A adesão ao plano Brady não deverá propiciar, portanto, um alívio financeiro direto significativo ao Brasil. Resta, por isso mesmo, saber se o país logrará realizar, tal como o México, um ajustamento compatível em suas contas públicas e se conseguirá atrair novamente capitais externos.

4. AS DIFICULDADES DE AJUSTAMENTO DAS CONTAS PÚBLICAS

As dificuldades relativas à primeira daquelas questões são por demais conhecidas. Depois de ter reduzido consideravelmente o déficit público em 1990, quando conseguiu inclusive gerar um superávit operacional de 1,3% e um superávit primário de 4,6% do PIB, o governo Collor não conseguiu dar prosseguimento no ajustamento das contas públicas (Tabela 1). Informações preliminares mostram que, em 1991, o superávit operacional permaneceu na casa dos 1,3% do PIB e o superávit primário, em 2,7%. A julgar pelas informações divulgadas pela imprensa, a situação das contas públicas não deve ter se alterado substancialmente nos primeiros meses de 1992. Esses números ressaltam um dos problemas recorrentes dos esforços de redução das necessidades de financiamento do setor público no caso brasileiro: o de sua insustentabilidade por um período maior de tempo.

Tabela 1
Necessidades de financiamento do setor público, 1989-91 (% do PIB)

É interessante notar que, no ano em que realizou substancial ajustamento em suas contas, em 1990, o governo apresentou uma proposta aos credores externos que implicava substancial alívio financeiro direto ao setor público. Não deixa de ser curioso que, depois, em situação menos favorável, tenha adotado medidas e negociado acordos que aumentam substancialmente os pagamentos externos do país.

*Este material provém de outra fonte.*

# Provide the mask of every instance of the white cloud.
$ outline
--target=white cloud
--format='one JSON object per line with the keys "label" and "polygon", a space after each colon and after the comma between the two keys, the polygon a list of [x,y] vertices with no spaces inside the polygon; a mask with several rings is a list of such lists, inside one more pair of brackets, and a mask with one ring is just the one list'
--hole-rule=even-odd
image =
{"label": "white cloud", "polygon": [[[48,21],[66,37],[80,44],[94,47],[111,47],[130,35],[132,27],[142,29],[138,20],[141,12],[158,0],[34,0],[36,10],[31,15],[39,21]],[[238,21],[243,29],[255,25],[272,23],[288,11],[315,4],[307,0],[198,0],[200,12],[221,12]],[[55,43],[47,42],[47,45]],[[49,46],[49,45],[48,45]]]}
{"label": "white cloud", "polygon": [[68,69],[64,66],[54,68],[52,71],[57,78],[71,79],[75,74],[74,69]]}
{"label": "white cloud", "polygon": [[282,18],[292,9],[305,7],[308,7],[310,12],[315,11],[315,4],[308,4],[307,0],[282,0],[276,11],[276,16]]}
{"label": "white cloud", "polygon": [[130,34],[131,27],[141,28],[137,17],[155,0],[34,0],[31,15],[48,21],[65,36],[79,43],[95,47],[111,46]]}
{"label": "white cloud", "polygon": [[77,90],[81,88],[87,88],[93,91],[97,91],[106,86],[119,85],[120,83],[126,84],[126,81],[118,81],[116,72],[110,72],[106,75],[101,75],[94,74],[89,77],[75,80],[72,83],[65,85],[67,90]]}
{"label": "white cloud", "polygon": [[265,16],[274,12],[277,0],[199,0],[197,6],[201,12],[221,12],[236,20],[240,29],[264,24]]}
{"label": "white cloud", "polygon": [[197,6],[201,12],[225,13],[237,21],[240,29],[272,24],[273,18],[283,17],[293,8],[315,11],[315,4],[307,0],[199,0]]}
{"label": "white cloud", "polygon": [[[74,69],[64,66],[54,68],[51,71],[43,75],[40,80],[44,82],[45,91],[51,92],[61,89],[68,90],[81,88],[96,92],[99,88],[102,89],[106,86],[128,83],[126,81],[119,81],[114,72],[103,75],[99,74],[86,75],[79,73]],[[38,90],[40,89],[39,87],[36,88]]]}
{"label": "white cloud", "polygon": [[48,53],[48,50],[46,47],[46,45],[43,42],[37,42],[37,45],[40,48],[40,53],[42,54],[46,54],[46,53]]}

Os números são eloquentes: em função do acordo envolvendo os atrasados acumulados com os bancos comerciais até o final de 1990, da retomada dos pagamentos de 30% dos juros da dívida de médio e longo prazos do setor público com os bancos comerciais e da liberação dos pagamentos da dívida externa de médio e longo prazos do setor público financeiro, da Petrobrás, Vale do Rio Doce e subsidiárias, os pagamentos externos do setor público duplicaram em 1991, alcançando cerca de US$9,1 bilhões.5 5 Números extraídos do Requerimento nº854, de 28 de novembro de 1991, do Senado Federal. O acordo com o Clube de Paris deverá aumentá-los ainda mais. No biênio 1992-93, os pagamentos às agências governamentais, por conta do setor público, deverão alcançar US$ 5,4 bilhões, contra apenas US$ 1,2 bilhão no biênio anterior, quando o Brasil mantinha uma moratória parcial sobre o serviço da dívida com esse grupo de credores.6 6 V. GONZALEZ, Manuel José Forero. “Análise do acordo relativo à consolidação da dívida do Brasil com o Clube de Paris”, Nota Técnica nº 10, Assessoria Especial de Assuntos Internacionais, Governo do Estado de São Paulo, abril, 1992. Mesmo sem considerar o acordo com os bancos comerciais, o principal grupo de credores do país, percebe-se que o governo conseguiu a façanha de promover uma verdadeira escalada dos pagamentos externos do setor público num momento de franco declínio das taxas de juros internacionais!

O governo compromete-se, aparentemente, com pagamentos externos crescentes sem que tenha previamente garantido as condições para isso no orçamento público. Coloca, assim, a carroça na frente dos bois. Sucessivos reveses do Executivo na justiça, que comprometem mesmo a manutenção da atual carga fiscal; um presidente sem partido expressivo no Congresso, que procura sustentação em agremiações partidárias de traços eminentemente fisiológicos; a necessidade de aprovar uma reforma fiscal no Congresso em ano eleitoral; a recorrência ao controle de caixa como expediente de controle de gastos que apenas reprime o déficit potencial; a estagnação econômica; a política de juros reais elevados; enfim, existem uma série de fatores que conspiram contra o ajustamento das contas públicas.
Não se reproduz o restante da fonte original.